La cour d’appel de Paris a infirmé lundi le non-lieu partiel rendu en octobre 2012 par un juge d’instruction de Créteil dans l’affaire de l’Institut Aubert, une école privée du Val-de-Marne soupçonnée d’avoir appliqué des préceptes de la Scientologie à l’insu de parents, a annoncé lundi à l’AFP Olivier Morice, avocat d’une famille partie civile.

Trois personnes physiques et trois structures liées à la Scientologie vont désormais être mises en examen par une juge parisienne, notamment pour des faits de fraude, ainsi que pour complicité de tromperie, d’abus de bien social et de pratiques commerciales trompeuses, selon l’avocat.

«C’est un désaveu cinglant pour la Scientologie qui va être mise en examen avec une possibilité de condamnation et un risque de prononcé d’une interdiction puisqu’ils ont déjà été condamnés», a estimé Me Morice, adversaire de longue date des scientologues.

La décision, qui replace la Scientologie au coeur d’une information judiciaire ouverte depuis 1999, est prise en effet trois mois après un arrêt de la Cour de cassation qui avait confirmé une condamnation pour «escroquerie en bande organisée».

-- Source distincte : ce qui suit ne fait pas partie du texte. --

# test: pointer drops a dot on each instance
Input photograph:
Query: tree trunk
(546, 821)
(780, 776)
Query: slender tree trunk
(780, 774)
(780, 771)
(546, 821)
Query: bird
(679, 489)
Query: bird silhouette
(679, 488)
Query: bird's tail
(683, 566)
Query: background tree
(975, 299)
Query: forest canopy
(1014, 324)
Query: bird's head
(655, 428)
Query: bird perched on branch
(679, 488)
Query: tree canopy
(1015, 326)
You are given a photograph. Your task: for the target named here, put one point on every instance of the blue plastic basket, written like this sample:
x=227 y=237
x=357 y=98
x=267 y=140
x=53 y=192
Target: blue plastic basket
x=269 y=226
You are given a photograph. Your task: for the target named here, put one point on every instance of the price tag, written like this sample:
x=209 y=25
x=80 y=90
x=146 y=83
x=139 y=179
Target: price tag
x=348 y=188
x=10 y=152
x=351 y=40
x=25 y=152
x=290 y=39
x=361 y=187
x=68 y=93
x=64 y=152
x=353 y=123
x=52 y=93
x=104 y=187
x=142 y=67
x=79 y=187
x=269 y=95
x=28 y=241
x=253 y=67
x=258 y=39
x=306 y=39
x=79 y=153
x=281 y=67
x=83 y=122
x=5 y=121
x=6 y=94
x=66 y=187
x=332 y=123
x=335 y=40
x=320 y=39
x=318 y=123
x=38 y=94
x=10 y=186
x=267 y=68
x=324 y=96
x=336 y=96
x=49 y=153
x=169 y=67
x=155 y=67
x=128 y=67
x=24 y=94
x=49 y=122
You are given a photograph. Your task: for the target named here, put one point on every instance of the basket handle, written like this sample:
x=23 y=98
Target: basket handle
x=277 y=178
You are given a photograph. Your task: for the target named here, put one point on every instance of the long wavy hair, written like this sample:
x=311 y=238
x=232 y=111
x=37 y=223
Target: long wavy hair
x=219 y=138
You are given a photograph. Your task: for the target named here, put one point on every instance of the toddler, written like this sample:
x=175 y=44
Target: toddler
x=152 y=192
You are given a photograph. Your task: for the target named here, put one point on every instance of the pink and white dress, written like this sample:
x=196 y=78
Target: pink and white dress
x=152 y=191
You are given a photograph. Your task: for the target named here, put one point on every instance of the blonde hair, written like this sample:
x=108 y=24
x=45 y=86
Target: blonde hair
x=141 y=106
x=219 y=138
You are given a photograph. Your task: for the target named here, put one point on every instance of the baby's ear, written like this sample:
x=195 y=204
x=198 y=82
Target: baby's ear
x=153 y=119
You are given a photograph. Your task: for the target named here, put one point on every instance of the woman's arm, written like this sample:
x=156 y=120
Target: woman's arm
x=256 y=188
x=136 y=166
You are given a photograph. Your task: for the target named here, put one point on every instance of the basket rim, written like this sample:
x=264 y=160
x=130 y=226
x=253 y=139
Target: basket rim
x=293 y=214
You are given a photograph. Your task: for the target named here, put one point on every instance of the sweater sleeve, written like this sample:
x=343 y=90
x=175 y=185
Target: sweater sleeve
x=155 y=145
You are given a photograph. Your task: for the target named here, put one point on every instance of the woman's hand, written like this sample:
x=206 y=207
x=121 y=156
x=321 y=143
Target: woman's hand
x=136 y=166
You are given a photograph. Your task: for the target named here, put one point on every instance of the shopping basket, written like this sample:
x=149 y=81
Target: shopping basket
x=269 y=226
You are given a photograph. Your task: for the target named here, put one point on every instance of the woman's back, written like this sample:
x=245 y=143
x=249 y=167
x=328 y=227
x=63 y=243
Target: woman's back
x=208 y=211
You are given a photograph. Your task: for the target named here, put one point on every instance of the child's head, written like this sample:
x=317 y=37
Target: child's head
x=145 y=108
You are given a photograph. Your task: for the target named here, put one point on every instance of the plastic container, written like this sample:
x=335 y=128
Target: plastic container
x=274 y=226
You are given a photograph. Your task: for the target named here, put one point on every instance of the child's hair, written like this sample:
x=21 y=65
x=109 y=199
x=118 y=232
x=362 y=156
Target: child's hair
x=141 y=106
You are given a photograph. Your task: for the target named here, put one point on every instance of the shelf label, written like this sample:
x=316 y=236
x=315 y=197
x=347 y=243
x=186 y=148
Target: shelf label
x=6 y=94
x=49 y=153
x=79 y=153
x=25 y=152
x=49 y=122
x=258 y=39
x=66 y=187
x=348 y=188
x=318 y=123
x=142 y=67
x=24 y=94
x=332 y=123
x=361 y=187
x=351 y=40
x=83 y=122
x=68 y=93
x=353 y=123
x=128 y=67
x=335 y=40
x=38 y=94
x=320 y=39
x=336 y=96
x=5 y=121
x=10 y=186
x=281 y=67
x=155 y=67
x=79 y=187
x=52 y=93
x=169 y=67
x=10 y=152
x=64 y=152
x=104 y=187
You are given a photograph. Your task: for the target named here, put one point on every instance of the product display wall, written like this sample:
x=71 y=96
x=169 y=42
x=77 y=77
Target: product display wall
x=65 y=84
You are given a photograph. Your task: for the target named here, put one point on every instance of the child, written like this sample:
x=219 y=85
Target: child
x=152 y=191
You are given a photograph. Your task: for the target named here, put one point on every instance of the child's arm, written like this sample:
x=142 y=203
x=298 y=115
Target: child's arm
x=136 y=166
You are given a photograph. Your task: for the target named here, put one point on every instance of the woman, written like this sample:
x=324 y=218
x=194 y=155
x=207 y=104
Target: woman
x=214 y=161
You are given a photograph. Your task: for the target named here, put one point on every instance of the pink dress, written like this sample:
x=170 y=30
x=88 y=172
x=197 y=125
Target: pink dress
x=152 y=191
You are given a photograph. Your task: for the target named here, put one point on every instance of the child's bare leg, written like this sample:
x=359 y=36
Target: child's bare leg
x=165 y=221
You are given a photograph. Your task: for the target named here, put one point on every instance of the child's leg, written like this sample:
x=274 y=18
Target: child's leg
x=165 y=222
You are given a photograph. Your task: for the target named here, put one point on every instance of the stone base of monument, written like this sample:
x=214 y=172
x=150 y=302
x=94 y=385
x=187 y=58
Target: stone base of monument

Deux structures parisiennes de la Scientologie, le Celebrity Centre et sa librairie SEL, avaient écopé d’amendes de 200.000 et 400.000 euros pour avoir profité de la vulnérabilité d’anciens adeptes et leur avoir soutiré de l’argent.

Définitive, cette condamnation avait fragilisé la position des adeptes de Ron Hubbard en France: «En cas de nouvelle condamnation, l’Eglise de Scientologie s’expose à une dissolution pure et simple», avait dit le député UMP Georges Fenech, président du groupe d’étude sur les sectes de l’Assemblée nationale.

L’affaire de l’Institut Aubert remonte à 1998, quand le maire de Vincennes avait alerté le parquet au sujet des méthodes de cet établissement scolaire privé hors contrat.